# Running a neural network using a library

This continues what we did in the first notebook because we will continue using [Huggingface Transformers](https://github.com/huggingface/transformers). We could also use  [Huggingface Diffusers](https://github.com/huggingface/diffusers) that work with image generation and uses the same workflow.

We will try to understand more the code that we used.


First we install the library.

In [None]:
!pip install -q transformers

## Pipelines

This library can run different tasks, that they organize in what they call [pipelines](https://huggingface.co/docs/transformers/pipeline_tutorial), and they are based on tasks or input/output format, like DepthEstimation or TextToAudio ([list](https://huggingface.co/docs/transformers/main_classes/pipelines)).

We can create a pipeline with the task name

```
transcriber = pipeline(task="automatic-speech-recognition")
```
or by selecting the model
```
transcriber = pipeline(model="openai/whisper-large-v2")
```

In [None]:
from transformers import pipeline

captioner = pipeline(model="Salesforce/blip-image-captioning-large")

Once created we can give it an input and it will process it and give us an output.

In [None]:
output = captioner("https://huggingface.co/datasets/Narsil/image_dummy/raw/main/parrots.png")

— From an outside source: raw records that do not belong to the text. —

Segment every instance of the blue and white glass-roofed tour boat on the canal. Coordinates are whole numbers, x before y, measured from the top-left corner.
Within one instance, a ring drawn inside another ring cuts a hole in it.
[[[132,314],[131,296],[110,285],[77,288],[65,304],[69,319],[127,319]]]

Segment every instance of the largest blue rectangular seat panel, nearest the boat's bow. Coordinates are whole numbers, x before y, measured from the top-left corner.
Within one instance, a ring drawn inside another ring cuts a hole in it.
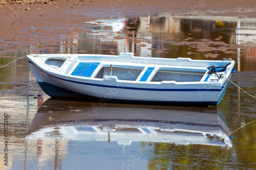
[[[72,76],[81,76],[81,77],[91,77],[94,70],[98,67],[100,63],[79,63],[74,71]]]

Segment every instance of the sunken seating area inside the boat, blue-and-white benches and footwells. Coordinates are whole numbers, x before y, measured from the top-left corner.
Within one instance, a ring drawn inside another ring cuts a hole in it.
[[[111,71],[112,65],[112,71]],[[102,79],[104,76],[116,76],[118,80],[136,82],[205,82],[209,80],[207,67],[172,66],[146,64],[125,64],[120,62],[85,62],[77,63],[68,75]]]

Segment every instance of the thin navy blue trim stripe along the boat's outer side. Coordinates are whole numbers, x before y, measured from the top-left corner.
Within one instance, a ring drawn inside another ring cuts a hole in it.
[[[30,61],[29,61],[29,63],[33,64]],[[34,65],[34,66],[37,67],[36,65]],[[38,68],[38,69],[40,69],[40,68]],[[49,75],[45,71],[42,71],[42,72]],[[59,80],[68,81],[68,82],[77,83],[77,84],[83,84],[83,85],[89,85],[89,86],[99,86],[99,87],[108,87],[108,88],[130,89],[130,90],[147,90],[147,91],[221,91],[222,90],[222,88],[220,88],[220,89],[172,89],[172,88],[162,89],[162,88],[138,88],[138,87],[110,86],[110,85],[84,83],[84,82],[78,82],[78,81],[73,81],[73,80],[67,80],[67,79],[58,78],[58,77],[55,77],[55,76],[52,76],[52,75],[49,75],[49,76],[51,76],[53,78],[56,78],[56,79],[59,79]]]

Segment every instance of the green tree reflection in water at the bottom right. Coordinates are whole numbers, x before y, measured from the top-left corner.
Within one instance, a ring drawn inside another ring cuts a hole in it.
[[[236,167],[232,150],[208,145],[176,145],[173,143],[142,143],[150,148],[148,169],[222,169]]]

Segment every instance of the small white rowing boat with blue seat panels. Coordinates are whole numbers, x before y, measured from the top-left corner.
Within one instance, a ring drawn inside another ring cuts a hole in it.
[[[100,98],[104,103],[216,106],[235,71],[231,59],[148,58],[133,53],[40,54],[28,55],[28,61],[48,95]]]

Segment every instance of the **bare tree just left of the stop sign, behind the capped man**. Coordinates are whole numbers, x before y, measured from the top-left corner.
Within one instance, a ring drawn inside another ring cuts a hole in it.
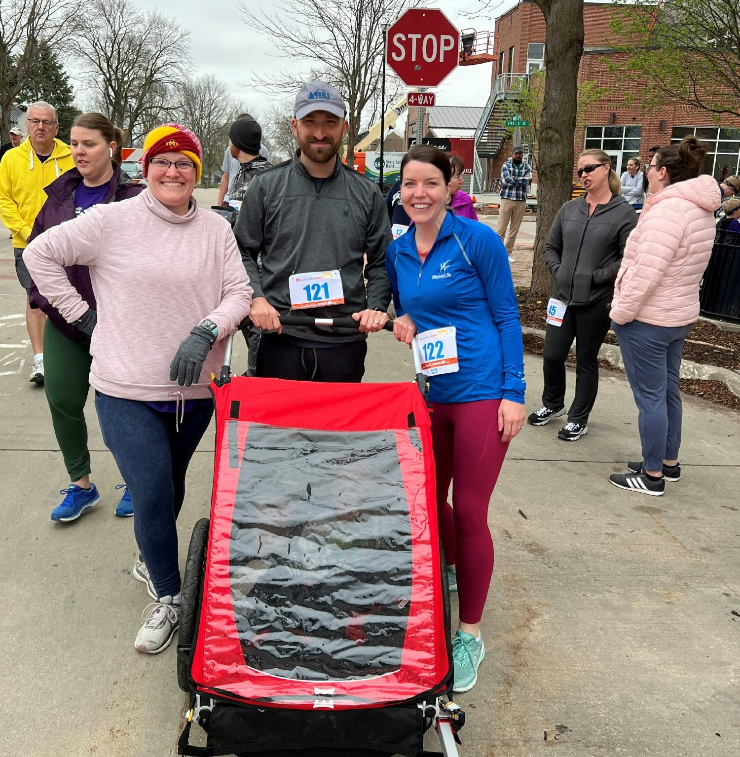
[[[380,89],[382,27],[417,0],[278,0],[272,13],[254,14],[239,3],[245,23],[273,39],[280,55],[307,61],[323,72],[347,103],[348,152],[361,130],[362,114]],[[310,79],[295,73],[254,76],[261,92],[287,95]],[[348,155],[347,163],[353,158]]]

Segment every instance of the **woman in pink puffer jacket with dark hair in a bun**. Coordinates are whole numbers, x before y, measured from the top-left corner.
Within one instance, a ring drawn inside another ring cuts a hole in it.
[[[706,152],[694,136],[657,151],[614,285],[612,328],[639,410],[642,461],[609,480],[641,494],[660,496],[665,481],[681,477],[681,352],[699,317],[699,285],[722,199],[717,181],[700,175]]]

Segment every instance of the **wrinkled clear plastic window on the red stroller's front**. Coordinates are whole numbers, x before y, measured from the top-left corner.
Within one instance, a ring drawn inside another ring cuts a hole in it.
[[[249,425],[229,545],[246,665],[308,681],[398,670],[411,575],[394,431]]]

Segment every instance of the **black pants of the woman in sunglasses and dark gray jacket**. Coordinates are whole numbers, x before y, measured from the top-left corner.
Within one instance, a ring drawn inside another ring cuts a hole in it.
[[[598,392],[598,350],[609,330],[608,300],[590,305],[569,305],[561,326],[548,323],[542,372],[545,391],[542,404],[558,410],[565,404],[565,361],[576,340],[576,397],[568,410],[568,420],[585,423]]]

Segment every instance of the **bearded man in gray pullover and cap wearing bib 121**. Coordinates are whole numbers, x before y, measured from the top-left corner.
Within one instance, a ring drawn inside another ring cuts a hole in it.
[[[359,382],[367,334],[388,320],[391,226],[377,185],[339,159],[345,116],[333,86],[305,85],[295,98],[295,157],[256,176],[242,201],[234,233],[254,287],[249,317],[270,332],[260,343],[258,376]],[[351,315],[358,331],[281,327],[279,316],[291,311]]]

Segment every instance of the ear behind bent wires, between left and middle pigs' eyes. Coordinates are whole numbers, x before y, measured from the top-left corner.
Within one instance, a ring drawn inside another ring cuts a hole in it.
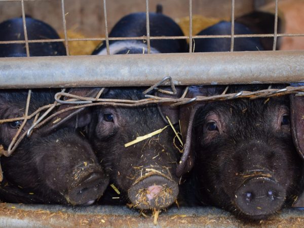
[[[83,96],[83,97],[96,97],[101,88],[72,88],[69,94]],[[64,97],[63,100],[69,99]],[[77,104],[62,104],[57,111],[63,110],[68,107],[75,106]],[[90,109],[87,107],[73,109],[60,113],[54,118],[44,129],[44,133],[50,133],[61,127],[85,127],[91,122],[92,116]],[[56,121],[60,120],[60,121]]]

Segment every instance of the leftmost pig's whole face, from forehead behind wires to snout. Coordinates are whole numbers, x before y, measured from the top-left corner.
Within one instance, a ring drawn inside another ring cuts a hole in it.
[[[2,91],[0,118],[22,116],[26,96],[27,92]],[[48,98],[53,96],[45,91],[33,91],[33,105],[29,111],[43,103],[50,103]],[[5,149],[20,124],[0,125],[0,143]],[[6,179],[2,184],[1,198],[12,203],[92,204],[103,194],[108,183],[108,177],[98,164],[90,144],[71,128],[48,136],[35,131],[30,138],[23,139],[10,157],[3,157],[1,165]]]

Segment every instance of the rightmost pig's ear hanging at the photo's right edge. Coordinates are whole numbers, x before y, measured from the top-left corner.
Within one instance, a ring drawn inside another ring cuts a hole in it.
[[[304,159],[304,97],[290,95],[291,134],[294,145]]]

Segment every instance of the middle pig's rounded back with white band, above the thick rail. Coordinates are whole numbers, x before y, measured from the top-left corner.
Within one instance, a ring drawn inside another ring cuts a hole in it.
[[[161,10],[158,10],[161,11]],[[162,13],[149,13],[149,26],[151,36],[183,36],[178,24]],[[146,35],[146,14],[129,14],[112,28],[109,37],[137,37]],[[125,40],[109,41],[110,54],[141,54],[147,53],[145,41]],[[179,40],[151,40],[151,53],[177,53],[186,51],[186,41]],[[105,42],[95,49],[93,55],[105,55]]]

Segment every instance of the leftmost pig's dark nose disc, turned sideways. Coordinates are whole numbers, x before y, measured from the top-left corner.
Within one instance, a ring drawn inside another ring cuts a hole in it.
[[[65,198],[72,205],[89,206],[102,196],[108,182],[102,172],[93,172],[72,187]]]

The output format varies with the pipeline.

In [None]:
print(output)

We can also provide some parameters to the processing, they vary with the pipeline. In this case we change the maximum ouptut length (not very useful in this case).

In [None]:
output = captioner("https://huggingface.co/datasets/Narsil/image_dummy/raw/main/parrots.png", max_new_tokens=8)
print(output)

## Models

But we can also search for a specific model and use it directly without a piepline. The code is more complex, but we can have more control.

We can search for a model here https://huggingface.co/models and usually they provide the code needed.

In this example we are going to use the DPT model for Depth Estimation https://huggingface.co/Intel/dpt-large.


In [None]:
from transformers import DPTImageProcessor, DPTForDepthEstimation
import torch
import numpy as np
from PIL import Image
import requests

url = "http://images.cocodataset.org/val2017/000000039769.jpg"
image = Image.open(requests.get(url, stream=True).raw)

processor = DPTImageProcessor.from_pretrained("Intel/dpt-large")
model = DPTForDepthEstimation.from_pretrained("Intel/dpt-large")

# prepare image for the model
inputs = processor(images=image, return_tensors="pt")

with torch.no_grad():
    outputs = model(**inputs)
    predicted_depth = outputs.predicted_depth

# interpolate to original size
prediction = torch.nn.functional.interpolate(
    predicted_depth.unsqueeze(1),
    size=image.size[::-1],
    mode="bicubic",
    align_corners=False,
)

# visualize the prediction
output = prediction.squeeze().cpu().numpy()
formatted = (output * 255 / np.max(output)).astype("uint8")
depth = Image.fromarray(formatted)

We display the ouput

In [None]:
display(depth)

# Finalizing

When you finish working you have to remember to **stop the runtime**, because there is a time limit and to avoid wasting resources. To stop the runtime click Manage Sessions on the Runtime menu. Once the dialog opens click terminate on the current runtime.

> But when you stop the runtime everything you have not saved is ⚠ **lost** ⚠, so be sure to **download** everything you want to keep before stopping it.